The buckeyes grow on a tree in these capsules. If you break the capsule, you find one or several buckeyes inside. Neighbors and friends of ours are dyed-in-the-wool Ohio State Buckeye fans. Ann occasionally makes a candy treat called “buckeyes,” and they look exactly like these. I never knew there were buckeyes or buckeye trees. That night at the shelter, we spent far too much time throwing footballs into the buckeye tree to knock the buckeyes down.

Wednesday the 27th was a slow hiking day. I hiked from Derrick Knob Shelter to Mollies Ridge Shelter, which was only 12 miles. The biggest challenge was Thunderhead Mountain, which was more than 1,500 feet of elevation to start the day. An ascent like that tends to wake you up quickly.

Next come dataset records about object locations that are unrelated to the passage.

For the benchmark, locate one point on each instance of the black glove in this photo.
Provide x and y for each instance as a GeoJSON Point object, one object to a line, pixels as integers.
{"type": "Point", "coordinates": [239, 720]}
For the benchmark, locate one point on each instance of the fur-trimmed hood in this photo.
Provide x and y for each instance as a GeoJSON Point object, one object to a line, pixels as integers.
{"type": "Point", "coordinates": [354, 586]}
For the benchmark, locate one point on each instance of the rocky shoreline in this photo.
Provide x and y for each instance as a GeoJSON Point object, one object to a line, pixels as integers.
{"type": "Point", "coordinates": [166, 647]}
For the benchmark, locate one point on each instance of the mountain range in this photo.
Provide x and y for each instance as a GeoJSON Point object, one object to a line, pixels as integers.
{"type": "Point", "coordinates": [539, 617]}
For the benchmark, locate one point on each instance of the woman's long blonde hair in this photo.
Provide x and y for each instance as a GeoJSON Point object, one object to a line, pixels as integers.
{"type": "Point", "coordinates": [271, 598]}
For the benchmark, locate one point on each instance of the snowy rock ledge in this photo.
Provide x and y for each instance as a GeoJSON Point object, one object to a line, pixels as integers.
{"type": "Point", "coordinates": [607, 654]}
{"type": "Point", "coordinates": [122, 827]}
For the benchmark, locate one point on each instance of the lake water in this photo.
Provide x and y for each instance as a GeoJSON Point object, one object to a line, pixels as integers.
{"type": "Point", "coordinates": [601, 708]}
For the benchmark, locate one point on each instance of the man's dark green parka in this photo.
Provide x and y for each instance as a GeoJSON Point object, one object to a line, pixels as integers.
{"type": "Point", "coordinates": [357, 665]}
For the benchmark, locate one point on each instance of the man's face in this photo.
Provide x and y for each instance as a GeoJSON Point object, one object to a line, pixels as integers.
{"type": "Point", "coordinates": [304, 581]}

When I reached an outcropping called Rocky Top — reputed to be the area referenced in the University of Tennessee song by Dolly Parton — the views were outstanding and I decided to stop for lunch.

RockyTop

RockyTop2

The three Amish gents have loosened up, as they haven’t objected when other folks have taken their picture. If you just take a picture they don’t mind, but they decline requests to pose or smile for a photo.

AmishCarpenters

Every morning and every evening they not only start a fire, but actually cook their food directly on the fire. They are all carpenters by trade.

On Thursday, September 28th, I did not expect this view. I was just hiking along in a canopy and all of a sudden the side canopy disappeared and this view was on my right. There were even large rocks to sit on and enjoy the view.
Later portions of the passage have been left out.